On Wednesday, the Federal Communications Commission released its draft Restoring Internet Freedom Order, detailing the agency’s plans to restore the light-touch regulatory framework that enabled vast Internet innovation and economic growth for approximately two decades.

While some FCC items primarily concern policy wonks, net neutrality is one of the most controversial matters before the commission, engendering fierce national debate and a record 22 million comments filed with the agency. Unfortunately, net neutrality-related conversations are often marred with inaccuracies.

The main inaccuracy is that the FCC is “killing” net neutrality — that now websites and streaming services will be discriminated against by internet service providers. Net neutrality generally describes the principle that consumers should benefit from an open Internet where bits are transmitted without discrimination, and without regard for their source, ownership, or destination. Every major stakeholder in the Internet freedom debate — and that includes Republican and Democratic members of Congress, FCC commissioners, and ISPssupports enforceable net neutrality principles of no blocking, no throttling, no harmful prioritization, and transparency.

Additionally, the FCC order includes a requirement for ISPs to publicly disclose their neutrality practices and restores the Federal Trade Commission as the “cop on the beat” empowered to enforce these commitments.

Second, it is incorrect to say that the FCC is unraveling a long-established and effective Internet regulatory scheme. The agency is merely returning America’s internet regulatory approach to the light-touch framework implemented by a then-bipartisan Congress and Democratic administration more than two decades ago, after a brief Obama era diversion.

The Telecommunications Act of 1996 established the policy of the US “to preserve the vibrant and competitive free market that presently exists for the Internet … unfettered by Federal or State regulation.” However, after more than 20 years of unparalleled Internet-related innovation, in a sudden reversal, the then-Democratic-led FCC adopted heavy-handed utility-style regulation of ISPs. These burdensome regulations have needlessly stifled innovation and deterred investment.

Public utility-style regulation of the Internet is unnecessary and it has threatened jobs, investment, and innovation. USTelecom’s annual broadband investment report found that from 1996 through 2016, the broadband industry made capital investments totaling approximately $1.6 trillion.

The report also confirmed that investment in broadband networks has declined in each of the two years since Title II was imposed on the internet. The Phoenix Center found that the threat of overbearing public utility regulations itself has caused $150-$200 billion less investment than would otherwise have occurred over the past five years. Moreover, the decline in broadband investment is consistent with the predictions articulated in 2015 by now White House chief economist Kevin Hassett and President Bill Clinton’s former advisor Robert Shapiro.

Additionally, characterizing the net neutrality debate as a fight between big Internet providers versus consumers, smaller tech companies, entrepreneurs, and other public interest advocates is an inappropriate oversimplification. Both Republicans and Democrats have opposed utility regulation for the Internet. Major labor unions, more than 40 civil rights organizations, and dozens of manufacturers, tech companies, and tech leaders have spoken out against utility rules, arguing that such rules would hurt investment and jobs and that there are more appropriate ways to protect Internet freedom. Moreover, dozens of small and local broadband providers, small wireless providers, and non-profit municipal providers have also warned about the potential harms of regulating the internet like a public utility with ancient rules intended for landline telephones.

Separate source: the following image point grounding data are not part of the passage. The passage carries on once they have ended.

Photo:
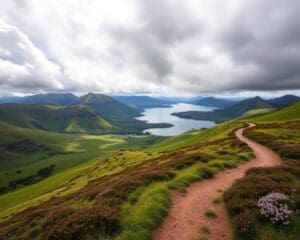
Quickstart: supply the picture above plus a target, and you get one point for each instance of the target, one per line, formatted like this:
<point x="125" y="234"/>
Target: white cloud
<point x="150" y="45"/>
<point x="22" y="65"/>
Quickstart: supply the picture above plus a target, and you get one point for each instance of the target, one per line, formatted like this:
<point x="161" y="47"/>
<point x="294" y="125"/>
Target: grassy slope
<point x="108" y="107"/>
<point x="78" y="119"/>
<point x="70" y="154"/>
<point x="290" y="113"/>
<point x="278" y="130"/>
<point x="221" y="155"/>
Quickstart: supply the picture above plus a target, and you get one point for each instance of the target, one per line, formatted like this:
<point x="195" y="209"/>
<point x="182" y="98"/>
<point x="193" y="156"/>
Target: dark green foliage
<point x="26" y="146"/>
<point x="71" y="119"/>
<point x="241" y="199"/>
<point x="41" y="174"/>
<point x="99" y="216"/>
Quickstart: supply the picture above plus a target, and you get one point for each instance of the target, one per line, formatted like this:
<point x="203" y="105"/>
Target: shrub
<point x="210" y="213"/>
<point x="274" y="207"/>
<point x="245" y="222"/>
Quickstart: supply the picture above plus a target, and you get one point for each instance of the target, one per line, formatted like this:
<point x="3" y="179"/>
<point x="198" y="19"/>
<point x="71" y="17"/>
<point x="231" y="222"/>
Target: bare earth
<point x="186" y="216"/>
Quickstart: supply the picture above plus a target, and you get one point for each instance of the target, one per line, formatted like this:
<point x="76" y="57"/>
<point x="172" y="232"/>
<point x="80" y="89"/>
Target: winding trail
<point x="186" y="216"/>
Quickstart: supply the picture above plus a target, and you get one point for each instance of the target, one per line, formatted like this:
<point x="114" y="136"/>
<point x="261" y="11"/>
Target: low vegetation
<point x="246" y="199"/>
<point x="96" y="202"/>
<point x="210" y="213"/>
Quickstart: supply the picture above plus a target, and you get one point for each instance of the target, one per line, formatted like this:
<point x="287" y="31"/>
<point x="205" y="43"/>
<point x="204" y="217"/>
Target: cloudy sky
<point x="149" y="46"/>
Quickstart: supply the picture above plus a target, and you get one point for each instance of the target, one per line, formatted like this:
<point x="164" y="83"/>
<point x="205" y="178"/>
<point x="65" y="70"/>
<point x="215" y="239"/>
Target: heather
<point x="263" y="199"/>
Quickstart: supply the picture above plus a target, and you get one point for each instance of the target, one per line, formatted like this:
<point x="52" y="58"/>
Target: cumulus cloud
<point x="150" y="46"/>
<point x="24" y="67"/>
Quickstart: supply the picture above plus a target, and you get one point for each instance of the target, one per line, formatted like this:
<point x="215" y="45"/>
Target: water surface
<point x="180" y="125"/>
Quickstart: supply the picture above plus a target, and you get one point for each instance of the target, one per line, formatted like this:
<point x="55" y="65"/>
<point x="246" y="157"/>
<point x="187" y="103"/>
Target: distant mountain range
<point x="97" y="113"/>
<point x="238" y="109"/>
<point x="71" y="119"/>
<point x="103" y="113"/>
<point x="213" y="102"/>
<point x="142" y="102"/>
<point x="284" y="101"/>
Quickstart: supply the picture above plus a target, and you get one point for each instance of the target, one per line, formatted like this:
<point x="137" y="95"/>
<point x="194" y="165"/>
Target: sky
<point x="150" y="46"/>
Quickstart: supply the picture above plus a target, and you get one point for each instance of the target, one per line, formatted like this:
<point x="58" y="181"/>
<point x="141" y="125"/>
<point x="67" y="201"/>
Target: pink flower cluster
<point x="274" y="207"/>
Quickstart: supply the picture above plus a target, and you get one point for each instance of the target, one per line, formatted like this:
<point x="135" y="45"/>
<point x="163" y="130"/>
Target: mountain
<point x="234" y="111"/>
<point x="108" y="107"/>
<point x="284" y="101"/>
<point x="290" y="113"/>
<point x="71" y="119"/>
<point x="141" y="102"/>
<point x="213" y="102"/>
<point x="49" y="98"/>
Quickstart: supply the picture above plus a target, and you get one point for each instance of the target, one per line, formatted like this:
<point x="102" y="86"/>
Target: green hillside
<point x="290" y="113"/>
<point x="71" y="119"/>
<point x="118" y="187"/>
<point x="108" y="107"/>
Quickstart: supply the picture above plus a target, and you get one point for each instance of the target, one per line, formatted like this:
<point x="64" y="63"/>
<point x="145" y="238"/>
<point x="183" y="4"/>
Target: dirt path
<point x="186" y="216"/>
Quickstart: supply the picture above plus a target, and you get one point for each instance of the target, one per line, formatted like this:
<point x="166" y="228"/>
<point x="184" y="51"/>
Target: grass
<point x="142" y="212"/>
<point x="128" y="184"/>
<point x="217" y="200"/>
<point x="205" y="229"/>
<point x="210" y="213"/>
<point x="290" y="113"/>
<point x="202" y="238"/>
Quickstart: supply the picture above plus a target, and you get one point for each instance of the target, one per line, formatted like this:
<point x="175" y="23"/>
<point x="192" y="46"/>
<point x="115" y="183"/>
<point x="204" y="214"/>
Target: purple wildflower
<point x="274" y="207"/>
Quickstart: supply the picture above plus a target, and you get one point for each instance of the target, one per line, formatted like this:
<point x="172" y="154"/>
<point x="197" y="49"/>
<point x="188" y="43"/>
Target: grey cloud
<point x="22" y="65"/>
<point x="163" y="25"/>
<point x="265" y="34"/>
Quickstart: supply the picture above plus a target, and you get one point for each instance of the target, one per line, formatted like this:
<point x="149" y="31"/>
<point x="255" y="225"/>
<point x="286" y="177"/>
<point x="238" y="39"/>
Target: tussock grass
<point x="140" y="214"/>
<point x="210" y="213"/>
<point x="205" y="229"/>
<point x="217" y="200"/>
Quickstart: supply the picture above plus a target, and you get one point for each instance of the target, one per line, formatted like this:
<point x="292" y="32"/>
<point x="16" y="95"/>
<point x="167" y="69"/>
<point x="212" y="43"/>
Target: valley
<point x="120" y="186"/>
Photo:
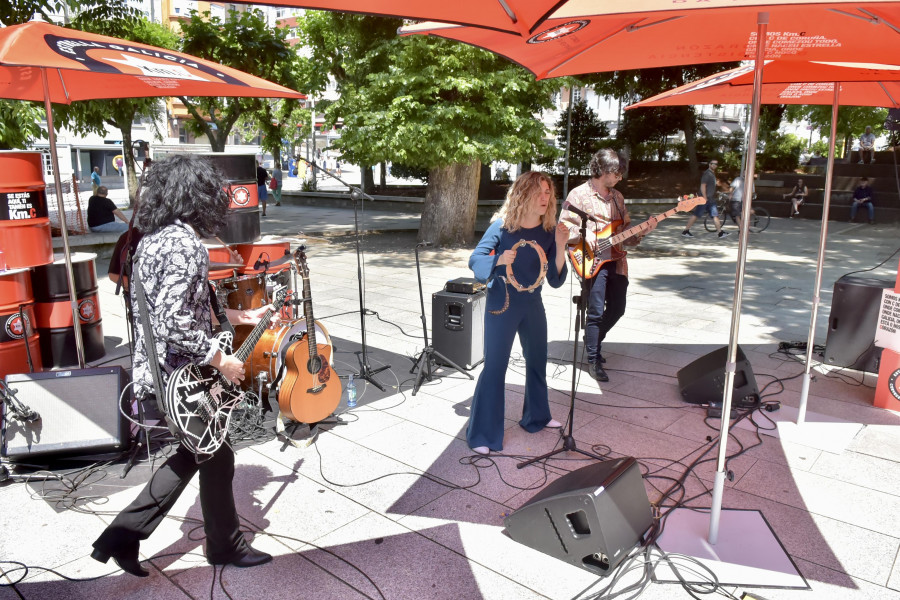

Perhaps most nonsensical is the claim that the FCC is trying to hide his nefarious plans to end net neutrality by releasing its order before the Thanksgiving holiday. Chairman Ajit Pai has launched unprecedented transparency reforms at the FCC, including a commitment to release the full text of all meeting items three weeks before open meetings.

Releasing the order on Nov. 22 provides ample time for public review prior to the opening meeting and vote on Dec. 14. In contrast, the controversial 2015 Open Internet Order was approved by a party-line vote, and the text was not made public until two weeks after the vote had already taken place.

When you look beyond the buzzwords and talking points, a clearer picture emerges of what the FCC is doing. It won’t end net neutrality, but it will foster needed innovation and investment.

Alison Cheperdak is a third-year law student at The George Washington University Law School and co-president of the GW Law Federalist Society.